The Buckley Rule Is Not A Rule

Prior to last week, when is the last time anyone heard of the “Buckley Rule,” a supposed prescription by William F. Buckley, Jr.?  Now it is all the rage for pundits whose man in Delaware lost.

The Buckley Rule now rolls off the tongues, keyboards and pens of the punditry as if it were a law of conservative nature.

Charles Krauthammer describes the Buckley Rule as “a timeless rule of sober politics,” as follows:

“Support the most conservative candidate who is electable.”

Timeless?  When is the last time Krauthammer cited the Buckley Rule prior the Delaware primary?  Admittedly, I’m not the best at Google searches, but I can’t find it (someone provide a link it you locate one).  Even if there is a mention, it hardly has been a guiding “Rule” of politics until recently.

There is no such “Rule.”  The text comes from a comment about why Buckley would support Richard Nixon:

“The wisest choice would be the one who would win. No sense running Mona Lisa in a beauty contest. I’d be for the most right, viable candidate who could win. If you could convince me that Barry Goldwater could win, I’d vote for him.”

Why does that comment about a specific election and a specific candidate become a “Rule” applicable to all times and all elections?

Charlie Crist was the most conservative Republican electable until Marco Rubio — written off as a long shot fringe Tea Party-backed candidate — took him out.  Should we have buried Rubio early on because Crist appeared at the time to be the more electable candidate?

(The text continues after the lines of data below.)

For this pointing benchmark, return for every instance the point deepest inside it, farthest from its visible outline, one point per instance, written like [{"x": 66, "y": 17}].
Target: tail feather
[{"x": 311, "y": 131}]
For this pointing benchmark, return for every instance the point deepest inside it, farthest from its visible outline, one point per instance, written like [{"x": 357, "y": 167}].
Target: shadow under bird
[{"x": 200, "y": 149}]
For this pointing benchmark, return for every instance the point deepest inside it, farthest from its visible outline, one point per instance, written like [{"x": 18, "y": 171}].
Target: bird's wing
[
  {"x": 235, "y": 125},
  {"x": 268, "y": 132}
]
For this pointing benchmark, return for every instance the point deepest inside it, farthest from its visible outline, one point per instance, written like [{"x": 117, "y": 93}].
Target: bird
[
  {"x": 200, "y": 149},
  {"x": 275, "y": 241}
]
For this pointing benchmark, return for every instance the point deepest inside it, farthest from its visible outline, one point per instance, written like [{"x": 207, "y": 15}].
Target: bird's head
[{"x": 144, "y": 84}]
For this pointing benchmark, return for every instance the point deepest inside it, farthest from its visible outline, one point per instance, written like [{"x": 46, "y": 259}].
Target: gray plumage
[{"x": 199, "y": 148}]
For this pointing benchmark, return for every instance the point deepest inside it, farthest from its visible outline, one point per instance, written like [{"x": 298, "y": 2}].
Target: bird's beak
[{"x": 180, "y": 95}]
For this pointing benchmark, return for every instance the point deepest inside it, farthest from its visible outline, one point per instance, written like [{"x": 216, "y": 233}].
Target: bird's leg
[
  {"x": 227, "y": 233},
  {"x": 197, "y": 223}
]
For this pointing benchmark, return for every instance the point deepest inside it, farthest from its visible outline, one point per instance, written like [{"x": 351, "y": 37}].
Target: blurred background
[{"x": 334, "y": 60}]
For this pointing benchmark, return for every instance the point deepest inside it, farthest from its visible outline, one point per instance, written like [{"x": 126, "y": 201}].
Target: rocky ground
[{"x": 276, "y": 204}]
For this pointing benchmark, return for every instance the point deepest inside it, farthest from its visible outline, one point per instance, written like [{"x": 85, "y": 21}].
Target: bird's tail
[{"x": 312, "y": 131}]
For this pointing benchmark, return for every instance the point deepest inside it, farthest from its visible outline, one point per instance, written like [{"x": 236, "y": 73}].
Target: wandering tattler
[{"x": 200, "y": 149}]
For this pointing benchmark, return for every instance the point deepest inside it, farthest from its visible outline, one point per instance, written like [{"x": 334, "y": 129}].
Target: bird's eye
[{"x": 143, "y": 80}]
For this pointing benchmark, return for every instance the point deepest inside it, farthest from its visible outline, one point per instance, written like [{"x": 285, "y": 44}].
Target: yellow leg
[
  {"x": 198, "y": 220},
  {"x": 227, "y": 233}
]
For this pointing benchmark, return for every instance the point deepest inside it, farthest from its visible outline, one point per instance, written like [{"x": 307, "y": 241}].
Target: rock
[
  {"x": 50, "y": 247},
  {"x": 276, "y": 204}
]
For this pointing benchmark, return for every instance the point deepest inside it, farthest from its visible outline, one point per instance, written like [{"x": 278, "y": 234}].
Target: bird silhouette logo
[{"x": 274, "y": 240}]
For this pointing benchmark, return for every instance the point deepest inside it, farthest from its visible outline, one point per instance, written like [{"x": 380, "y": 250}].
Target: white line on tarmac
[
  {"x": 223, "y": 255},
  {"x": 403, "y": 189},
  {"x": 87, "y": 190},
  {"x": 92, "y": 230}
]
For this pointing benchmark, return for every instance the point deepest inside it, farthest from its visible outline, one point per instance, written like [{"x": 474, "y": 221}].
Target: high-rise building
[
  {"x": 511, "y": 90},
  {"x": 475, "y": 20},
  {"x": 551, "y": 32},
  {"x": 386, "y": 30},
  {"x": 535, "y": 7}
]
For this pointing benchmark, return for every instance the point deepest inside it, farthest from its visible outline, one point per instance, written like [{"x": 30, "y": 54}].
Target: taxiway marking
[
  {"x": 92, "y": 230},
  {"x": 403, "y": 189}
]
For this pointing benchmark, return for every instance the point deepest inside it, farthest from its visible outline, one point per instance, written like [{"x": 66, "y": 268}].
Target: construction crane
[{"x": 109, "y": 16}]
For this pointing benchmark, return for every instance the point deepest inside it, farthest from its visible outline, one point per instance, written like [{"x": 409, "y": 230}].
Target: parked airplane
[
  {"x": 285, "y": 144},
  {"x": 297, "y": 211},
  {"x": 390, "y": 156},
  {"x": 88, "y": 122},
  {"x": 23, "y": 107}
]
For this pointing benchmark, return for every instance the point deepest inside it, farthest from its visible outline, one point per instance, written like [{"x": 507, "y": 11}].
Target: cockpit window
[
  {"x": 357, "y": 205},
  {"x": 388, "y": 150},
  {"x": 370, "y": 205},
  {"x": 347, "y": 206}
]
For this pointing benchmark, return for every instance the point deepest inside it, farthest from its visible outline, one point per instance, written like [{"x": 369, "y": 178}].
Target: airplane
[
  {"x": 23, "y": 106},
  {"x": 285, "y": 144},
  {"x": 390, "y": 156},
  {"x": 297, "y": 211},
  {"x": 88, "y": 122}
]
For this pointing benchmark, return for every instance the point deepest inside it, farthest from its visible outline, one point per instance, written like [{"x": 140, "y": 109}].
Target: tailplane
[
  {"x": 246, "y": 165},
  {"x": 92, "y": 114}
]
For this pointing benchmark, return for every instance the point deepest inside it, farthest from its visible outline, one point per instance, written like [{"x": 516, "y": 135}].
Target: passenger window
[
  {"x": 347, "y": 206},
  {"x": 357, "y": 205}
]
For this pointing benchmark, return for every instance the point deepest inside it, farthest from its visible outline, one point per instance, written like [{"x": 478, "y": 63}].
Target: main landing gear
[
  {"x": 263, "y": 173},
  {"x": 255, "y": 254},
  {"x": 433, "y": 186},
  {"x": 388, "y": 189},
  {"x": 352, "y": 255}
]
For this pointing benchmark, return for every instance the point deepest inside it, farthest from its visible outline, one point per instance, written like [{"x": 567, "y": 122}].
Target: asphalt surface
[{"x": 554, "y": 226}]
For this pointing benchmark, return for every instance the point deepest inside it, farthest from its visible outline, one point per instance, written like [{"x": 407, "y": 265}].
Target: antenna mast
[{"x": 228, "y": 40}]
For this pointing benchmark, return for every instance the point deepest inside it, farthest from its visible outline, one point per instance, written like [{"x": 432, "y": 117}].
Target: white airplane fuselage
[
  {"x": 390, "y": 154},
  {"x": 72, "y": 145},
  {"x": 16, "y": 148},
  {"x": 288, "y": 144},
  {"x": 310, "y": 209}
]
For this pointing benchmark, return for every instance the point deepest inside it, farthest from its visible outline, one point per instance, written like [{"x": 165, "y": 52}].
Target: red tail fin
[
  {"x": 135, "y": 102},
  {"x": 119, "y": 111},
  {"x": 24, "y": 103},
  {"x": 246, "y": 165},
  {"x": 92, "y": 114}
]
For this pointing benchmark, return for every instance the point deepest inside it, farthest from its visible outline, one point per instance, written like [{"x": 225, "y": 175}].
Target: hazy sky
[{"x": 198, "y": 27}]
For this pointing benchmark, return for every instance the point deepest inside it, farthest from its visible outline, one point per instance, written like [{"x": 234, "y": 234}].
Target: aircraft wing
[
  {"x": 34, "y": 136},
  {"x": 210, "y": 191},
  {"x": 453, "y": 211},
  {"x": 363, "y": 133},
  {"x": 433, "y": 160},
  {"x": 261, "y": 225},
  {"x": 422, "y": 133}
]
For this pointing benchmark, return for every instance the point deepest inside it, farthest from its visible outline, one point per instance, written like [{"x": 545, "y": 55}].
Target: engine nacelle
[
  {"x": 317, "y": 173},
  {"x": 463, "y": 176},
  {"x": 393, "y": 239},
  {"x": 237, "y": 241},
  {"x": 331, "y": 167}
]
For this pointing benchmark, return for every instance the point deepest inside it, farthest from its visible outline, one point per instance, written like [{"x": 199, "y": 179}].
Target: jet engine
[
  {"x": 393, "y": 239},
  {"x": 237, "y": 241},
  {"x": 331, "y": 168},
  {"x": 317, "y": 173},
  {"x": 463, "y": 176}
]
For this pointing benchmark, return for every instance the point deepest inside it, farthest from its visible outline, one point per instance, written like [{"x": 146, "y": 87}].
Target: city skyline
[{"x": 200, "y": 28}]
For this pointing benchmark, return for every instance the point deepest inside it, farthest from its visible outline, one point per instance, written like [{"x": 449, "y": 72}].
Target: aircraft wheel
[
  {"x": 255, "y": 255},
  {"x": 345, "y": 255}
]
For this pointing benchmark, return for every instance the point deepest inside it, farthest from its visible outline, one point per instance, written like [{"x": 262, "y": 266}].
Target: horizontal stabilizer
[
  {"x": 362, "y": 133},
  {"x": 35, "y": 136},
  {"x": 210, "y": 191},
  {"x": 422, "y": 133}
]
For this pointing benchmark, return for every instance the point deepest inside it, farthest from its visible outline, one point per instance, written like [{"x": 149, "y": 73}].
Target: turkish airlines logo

How everyone in the Republican Party now sings Rubio’s praises.  But it was not always that way.

The “Buckley Rule” never was and is not a Rule devoid of time, place and person. If it were, it would be a license for a permanent incumbency and tyranny of the establishment, because by definition those backed by the party apparatus always start out as the most electable.

In fact, Buckley had a great disdain for entrenched, self-perpetuating elites epitomized by the faculty of Harvard:

I am obliged to confess I should sooner live in a society governed by the first two thousand names in the Boston telephone directory than in a society governed by the two thousand faculty members of Harvard University.

Make your case for a particular candidate in a particular race.  But don’t invoke some illusory “Rule” just because you don’t like the outcome.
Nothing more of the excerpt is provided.